Whitenoise does not limit reads beyond the end of a range request
rtibbles opened this issue · 2 comments
First off - thank you for Whitenoise, it is an incredible piece of software!
I have noticed that when sending a range request to whitenoise, if there is a complete range, e.g. Range: bytes=0-1
the file handle that whitenoise returns does not prevent reading beyond the end of the specified range.
This seems to produce unpredictable results with different WSGI servers because of an ambiguity in the WSGI specification about how the file wrapper extension should handle Content-Length
.
When running whitenoise with cheroot, making a terminated range request such as Range: bytes=0-1
gives a 500 error because the file handle returned to the file wrapper produces data beyond the end of the range requested.
When running with Bjoern the request does complete, but clients seem to disconnect before the request has completed, giving 104 errors.
I am working around this in Kolibri by patching Whitenoise to return a file like object when a range request is made. The file like object is something like this:
from io import BufferedIOBase
class SlicedFile(BufferedIOBase):
def __init__(self, fileobj, start, end):
fileobj.seek(start)
self.fileobj = fileobj
self.remaining = end - start + 1
def read(self, size=-1):
if self.remaining <= 0:
return b""
if size >= 0:
size = min(size, self.remaining)
data = self.fileobj.read(size)
self.remaining -= size
return data
with the following change to get_range_response
:
def get_range_response(self, range_header, base_headers, file_handle):
headers = []
for item in base_headers:
if item[0] == "Content-Length":
size = int(item[1])
else:
headers.append(item)
start, end = self.get_byte_range(range_header, size)
if start >= end:
return self.get_range_not_satisfiable_response(file_handle, size)

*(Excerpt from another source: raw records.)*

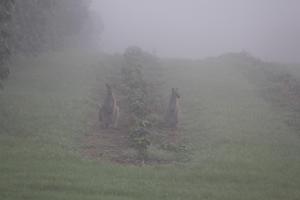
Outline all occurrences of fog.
[92,0,300,62]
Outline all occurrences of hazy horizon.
[92,0,300,63]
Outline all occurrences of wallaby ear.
[105,83,111,89]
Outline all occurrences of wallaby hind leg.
[113,106,120,128]
[98,107,103,122]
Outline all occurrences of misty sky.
[92,0,300,62]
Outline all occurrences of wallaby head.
[105,83,112,95]
[172,88,180,99]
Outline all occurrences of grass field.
[0,51,300,200]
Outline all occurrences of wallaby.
[165,88,180,129]
[99,84,119,128]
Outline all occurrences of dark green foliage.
[121,46,163,160]
[0,0,14,88]
[10,0,90,54]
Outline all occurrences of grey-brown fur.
[166,88,180,128]
[99,84,119,128]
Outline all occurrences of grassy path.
[0,52,300,200]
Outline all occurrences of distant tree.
[10,0,94,54]
[0,0,14,88]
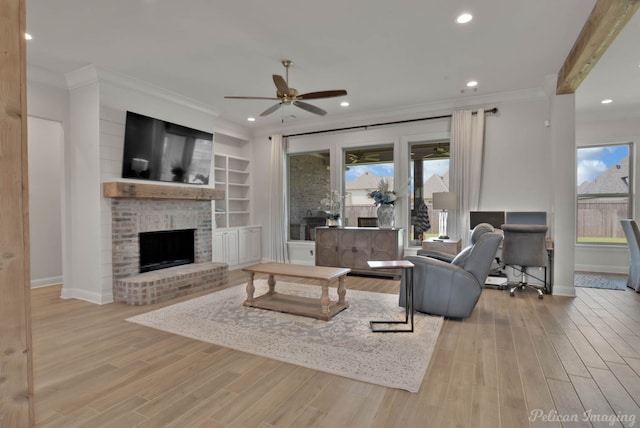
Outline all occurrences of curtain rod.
[282,107,498,139]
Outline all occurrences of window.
[343,145,396,227]
[287,151,331,241]
[576,143,633,244]
[409,140,449,246]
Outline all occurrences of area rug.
[574,272,627,290]
[127,280,443,392]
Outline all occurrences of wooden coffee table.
[242,263,351,321]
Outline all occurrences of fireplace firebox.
[138,229,195,273]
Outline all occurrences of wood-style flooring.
[32,271,640,428]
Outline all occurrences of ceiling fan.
[225,59,347,116]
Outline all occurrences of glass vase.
[376,204,395,229]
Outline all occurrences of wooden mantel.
[102,181,224,201]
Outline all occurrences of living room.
[3,0,640,428]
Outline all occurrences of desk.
[367,260,415,333]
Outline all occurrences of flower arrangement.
[319,190,344,220]
[369,178,398,206]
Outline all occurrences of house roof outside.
[578,156,629,195]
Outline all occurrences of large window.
[343,145,396,227]
[576,143,633,243]
[409,140,449,246]
[287,151,331,241]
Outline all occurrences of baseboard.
[60,286,113,305]
[31,275,62,288]
[573,265,629,274]
[552,285,576,297]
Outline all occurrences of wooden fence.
[578,199,628,238]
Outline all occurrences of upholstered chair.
[399,224,502,318]
[502,224,548,299]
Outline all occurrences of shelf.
[215,154,251,228]
[102,181,226,201]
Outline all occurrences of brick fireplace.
[103,182,227,304]
[111,199,213,279]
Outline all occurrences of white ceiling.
[27,0,640,132]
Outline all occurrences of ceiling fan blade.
[297,89,347,100]
[293,101,327,116]
[225,96,280,101]
[260,103,282,116]
[273,74,289,95]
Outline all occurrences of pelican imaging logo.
[529,409,636,427]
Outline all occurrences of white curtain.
[269,134,289,263]
[449,109,484,248]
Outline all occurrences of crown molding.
[27,64,67,89]
[64,64,220,118]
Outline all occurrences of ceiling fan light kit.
[225,59,347,117]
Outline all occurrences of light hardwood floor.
[32,271,640,428]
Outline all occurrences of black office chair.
[501,224,548,299]
[358,217,378,227]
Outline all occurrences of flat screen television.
[122,111,213,184]
[506,211,547,226]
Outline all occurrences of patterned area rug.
[574,272,627,290]
[127,280,443,392]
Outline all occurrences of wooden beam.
[0,0,34,427]
[102,181,224,201]
[556,0,640,95]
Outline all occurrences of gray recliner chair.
[620,219,640,292]
[399,223,502,318]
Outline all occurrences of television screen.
[506,211,547,226]
[122,111,213,184]
[469,211,504,230]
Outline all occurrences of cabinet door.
[227,230,238,266]
[213,230,238,266]
[337,229,371,269]
[238,227,261,264]
[316,228,340,267]
[213,232,227,263]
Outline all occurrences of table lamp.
[433,192,458,239]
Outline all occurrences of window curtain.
[269,134,289,263]
[449,109,485,247]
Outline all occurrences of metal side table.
[367,260,415,333]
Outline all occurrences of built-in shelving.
[214,154,251,229]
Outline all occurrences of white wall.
[27,116,64,287]
[27,73,72,296]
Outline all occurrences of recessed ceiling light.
[456,13,473,24]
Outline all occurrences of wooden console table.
[242,263,350,321]
[316,227,404,278]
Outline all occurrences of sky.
[577,144,629,186]
[345,159,449,181]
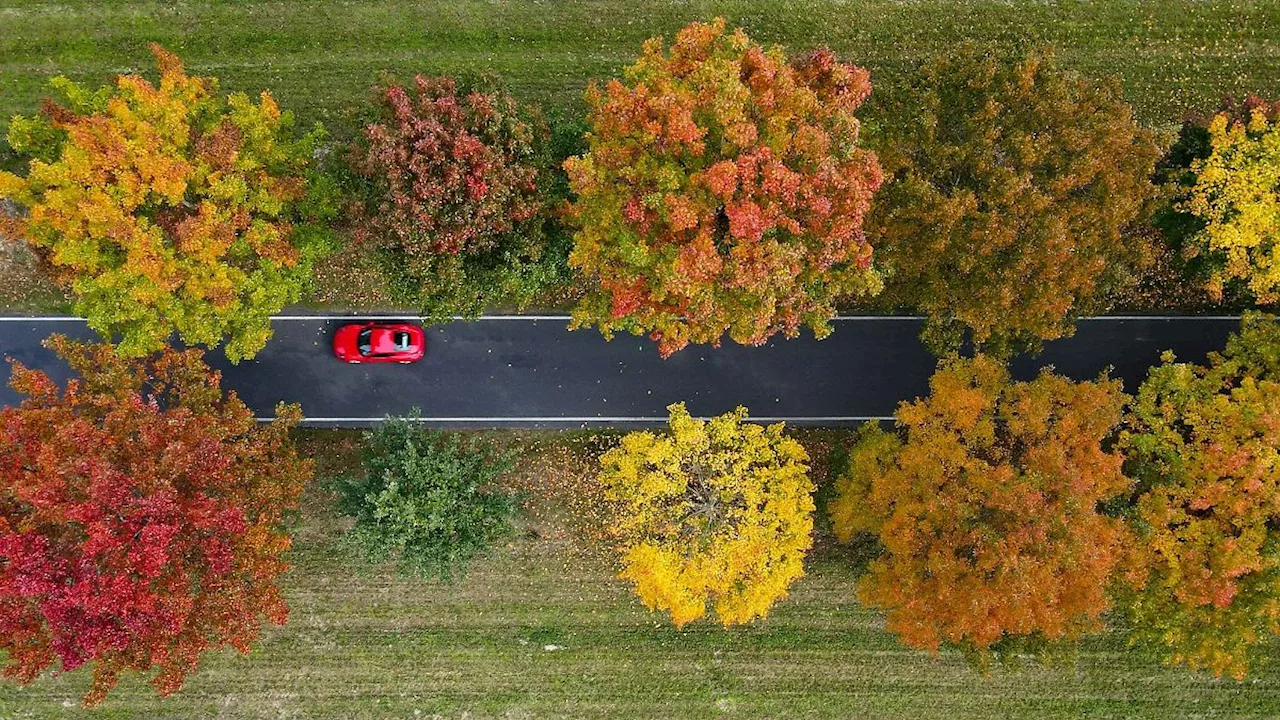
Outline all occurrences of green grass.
[0,432,1280,720]
[0,0,1280,139]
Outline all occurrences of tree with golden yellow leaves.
[600,404,814,628]
[0,45,333,361]
[828,356,1130,662]
[1178,99,1280,304]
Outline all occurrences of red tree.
[0,336,311,705]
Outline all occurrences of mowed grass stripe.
[0,0,1280,137]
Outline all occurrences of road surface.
[0,315,1239,428]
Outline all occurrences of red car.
[333,322,426,364]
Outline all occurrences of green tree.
[867,44,1158,356]
[0,336,312,705]
[0,45,333,361]
[334,416,520,580]
[1120,315,1280,679]
[828,356,1129,662]
[1176,99,1280,304]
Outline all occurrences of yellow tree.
[828,356,1129,661]
[600,404,814,628]
[1120,315,1280,679]
[0,45,332,361]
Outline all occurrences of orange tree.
[828,356,1129,662]
[1120,315,1280,679]
[867,45,1157,355]
[564,19,881,356]
[0,45,332,361]
[348,76,563,316]
[600,404,814,628]
[0,336,311,705]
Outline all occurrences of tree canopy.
[1120,315,1280,679]
[0,45,333,361]
[564,19,881,355]
[867,44,1158,356]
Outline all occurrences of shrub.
[600,404,814,628]
[335,418,518,580]
[348,76,559,318]
[867,44,1157,356]
[564,20,881,356]
[0,45,333,361]
[828,356,1129,662]
[1169,97,1280,304]
[0,336,311,705]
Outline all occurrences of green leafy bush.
[334,416,518,580]
[347,76,567,318]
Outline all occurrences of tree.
[1175,97,1280,304]
[828,355,1129,662]
[1120,315,1280,679]
[564,19,881,356]
[867,44,1158,356]
[0,45,332,361]
[335,418,520,580]
[348,76,563,318]
[600,404,814,628]
[0,336,311,705]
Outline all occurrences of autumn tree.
[335,416,520,580]
[1171,97,1280,304]
[0,45,332,361]
[867,44,1158,356]
[600,404,814,628]
[348,76,563,316]
[0,336,311,705]
[1120,315,1280,679]
[564,19,881,356]
[828,355,1129,662]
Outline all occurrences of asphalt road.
[0,316,1239,428]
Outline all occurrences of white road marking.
[0,314,1240,323]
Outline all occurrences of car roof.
[369,327,412,354]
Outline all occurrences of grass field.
[0,0,1280,137]
[0,0,1280,313]
[0,430,1280,720]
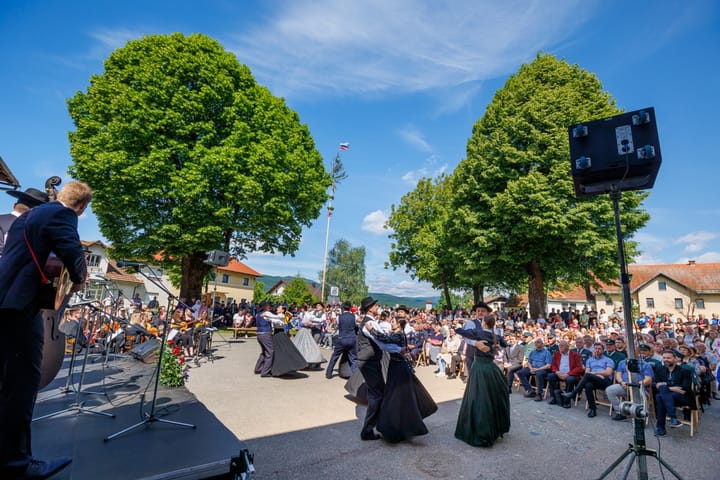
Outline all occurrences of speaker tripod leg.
[598,445,635,480]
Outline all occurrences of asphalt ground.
[187,334,720,480]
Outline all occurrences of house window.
[87,253,100,267]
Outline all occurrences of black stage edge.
[32,348,247,480]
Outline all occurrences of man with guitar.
[0,182,92,479]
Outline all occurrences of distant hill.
[257,275,440,308]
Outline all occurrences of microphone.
[116,260,143,268]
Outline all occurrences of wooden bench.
[228,327,257,339]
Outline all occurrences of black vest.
[357,315,382,361]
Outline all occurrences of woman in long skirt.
[362,319,438,443]
[293,320,326,368]
[455,315,510,447]
[265,305,307,377]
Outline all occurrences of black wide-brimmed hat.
[473,302,492,312]
[7,187,50,207]
[360,297,377,312]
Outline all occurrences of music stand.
[32,303,115,422]
[103,262,197,442]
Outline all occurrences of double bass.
[38,177,73,390]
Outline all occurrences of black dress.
[455,330,510,447]
[375,332,438,443]
[270,329,307,377]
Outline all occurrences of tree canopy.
[319,239,368,304]
[386,176,467,306]
[68,33,331,296]
[453,55,649,317]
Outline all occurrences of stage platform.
[32,348,250,480]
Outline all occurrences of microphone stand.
[103,266,197,442]
[32,304,115,422]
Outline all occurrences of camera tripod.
[599,186,682,480]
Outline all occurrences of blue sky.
[0,0,720,296]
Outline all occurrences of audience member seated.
[654,350,695,436]
[548,340,585,408]
[562,342,615,418]
[437,327,462,379]
[517,338,552,402]
[605,358,653,421]
[503,334,529,393]
[425,325,445,373]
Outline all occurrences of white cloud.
[695,252,720,263]
[229,0,593,96]
[399,125,432,152]
[673,231,720,253]
[401,161,448,186]
[360,210,388,235]
[89,28,146,59]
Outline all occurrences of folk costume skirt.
[377,355,438,443]
[292,327,327,363]
[270,331,307,377]
[455,356,510,447]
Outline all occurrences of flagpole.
[320,147,349,303]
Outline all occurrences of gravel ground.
[187,334,720,480]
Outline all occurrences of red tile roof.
[218,258,262,277]
[105,258,144,284]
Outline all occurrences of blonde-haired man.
[0,182,92,478]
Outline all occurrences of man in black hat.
[254,302,275,377]
[325,301,358,378]
[0,182,92,478]
[0,188,48,256]
[605,338,627,370]
[463,302,492,377]
[357,297,385,440]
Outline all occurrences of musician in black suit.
[0,188,48,256]
[325,302,358,378]
[0,182,92,479]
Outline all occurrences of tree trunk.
[473,284,485,305]
[180,252,210,300]
[526,260,545,319]
[583,283,595,305]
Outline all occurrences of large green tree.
[282,275,313,305]
[386,176,466,307]
[453,54,649,317]
[68,33,330,297]
[318,238,368,304]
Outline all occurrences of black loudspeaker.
[205,250,230,267]
[130,338,160,363]
[568,107,662,197]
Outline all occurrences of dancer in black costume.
[455,310,510,447]
[264,305,308,377]
[365,319,438,443]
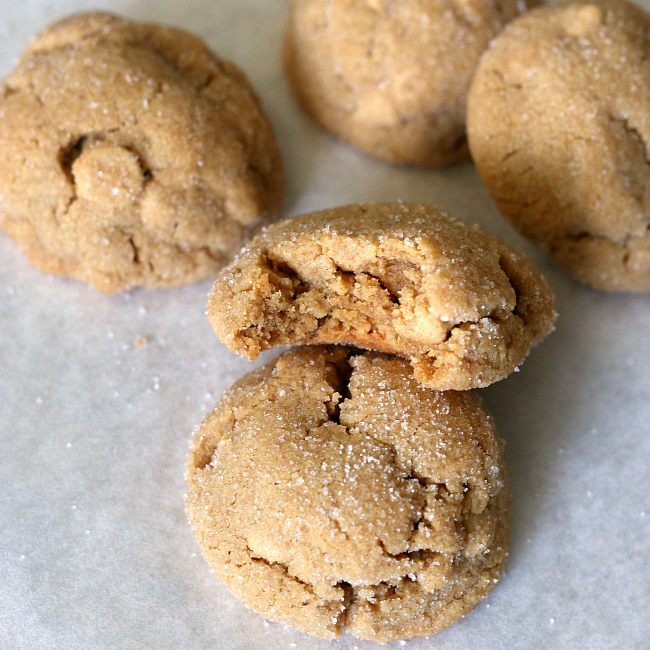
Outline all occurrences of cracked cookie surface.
[186,346,509,641]
[468,0,650,291]
[0,13,284,293]
[208,203,555,390]
[284,0,538,165]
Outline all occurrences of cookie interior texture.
[208,203,555,390]
[186,346,509,641]
[0,13,284,293]
[468,0,650,291]
[284,0,538,165]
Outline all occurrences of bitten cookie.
[0,13,284,293]
[186,346,509,641]
[468,0,650,291]
[208,203,555,390]
[284,0,538,165]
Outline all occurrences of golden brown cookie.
[186,346,509,641]
[468,0,650,291]
[0,13,284,293]
[284,0,538,165]
[208,203,555,390]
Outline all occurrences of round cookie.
[208,203,556,390]
[186,346,509,642]
[284,0,538,165]
[468,0,650,291]
[0,13,284,293]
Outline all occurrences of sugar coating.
[0,13,284,293]
[284,0,538,165]
[468,0,650,291]
[208,203,556,390]
[186,346,509,641]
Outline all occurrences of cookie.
[186,346,509,641]
[284,0,538,165]
[0,13,284,293]
[208,203,555,390]
[468,0,650,291]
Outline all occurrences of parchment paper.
[0,0,650,650]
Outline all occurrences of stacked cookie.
[186,203,555,641]
[7,0,650,641]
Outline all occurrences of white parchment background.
[0,0,650,650]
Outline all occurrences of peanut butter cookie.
[284,0,538,165]
[208,203,555,390]
[0,13,283,293]
[186,346,509,641]
[468,0,650,291]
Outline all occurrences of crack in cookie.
[208,204,555,390]
[186,346,508,641]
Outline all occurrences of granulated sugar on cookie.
[285,0,538,165]
[0,14,284,293]
[208,203,556,390]
[468,0,650,291]
[186,346,509,641]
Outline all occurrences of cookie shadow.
[481,268,625,569]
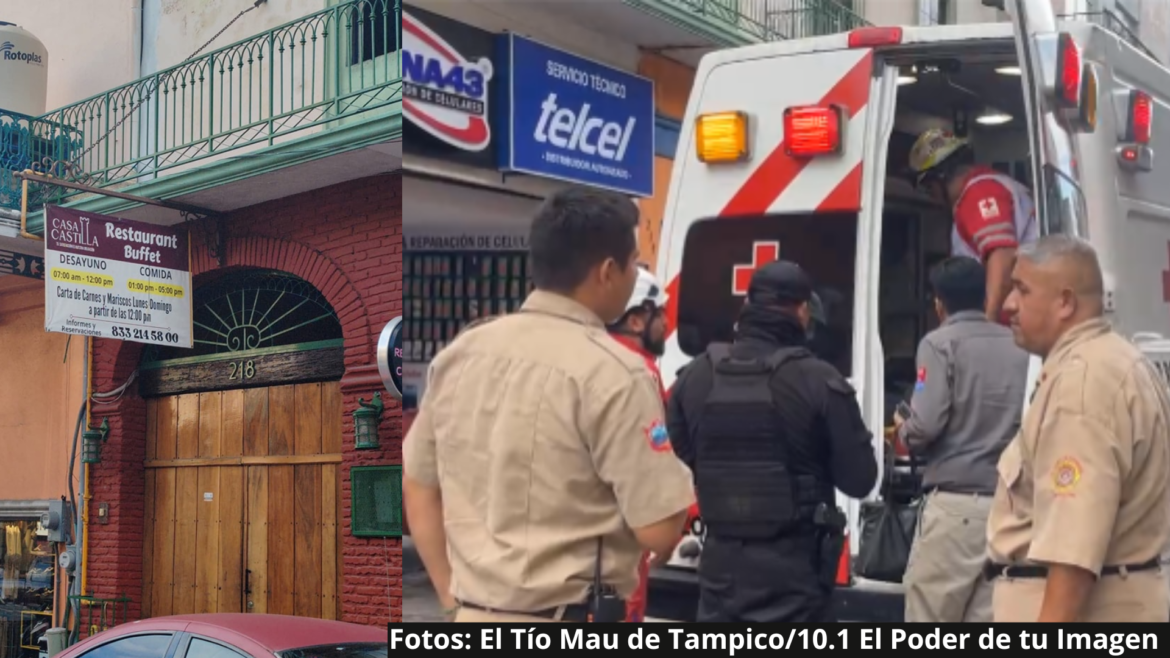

if file_handle is not None:
file_handle = SlicedFile(file_handle, start, end)
headers.append(("Content-Range", "bytes {}-{}/{}".format(start, end, size)))
headers.append(("Content-Length", str(end - start + 1)))
return Response(HTTPStatus.PARTIAL_CONTENT, headers, file_handle)
I am happy to implement this and make a pull request to whitenoise if this would be useful/acceptable, although I am not currently familiar enough with whitenoise's test suite to know how to test this.
This seems like a very reasonable fix! Thank you for the code snippets.
I'm just starting to help with the maintenance of Whitenoise. If you want to start a PR and try figure out what you can for testing, I can help finish it off.
Hi @adamchainz - great, and we've you to thank for suggesting we switch Kolibri to use whitenoise in the first place! I'll try to submit a PR before the end of the week.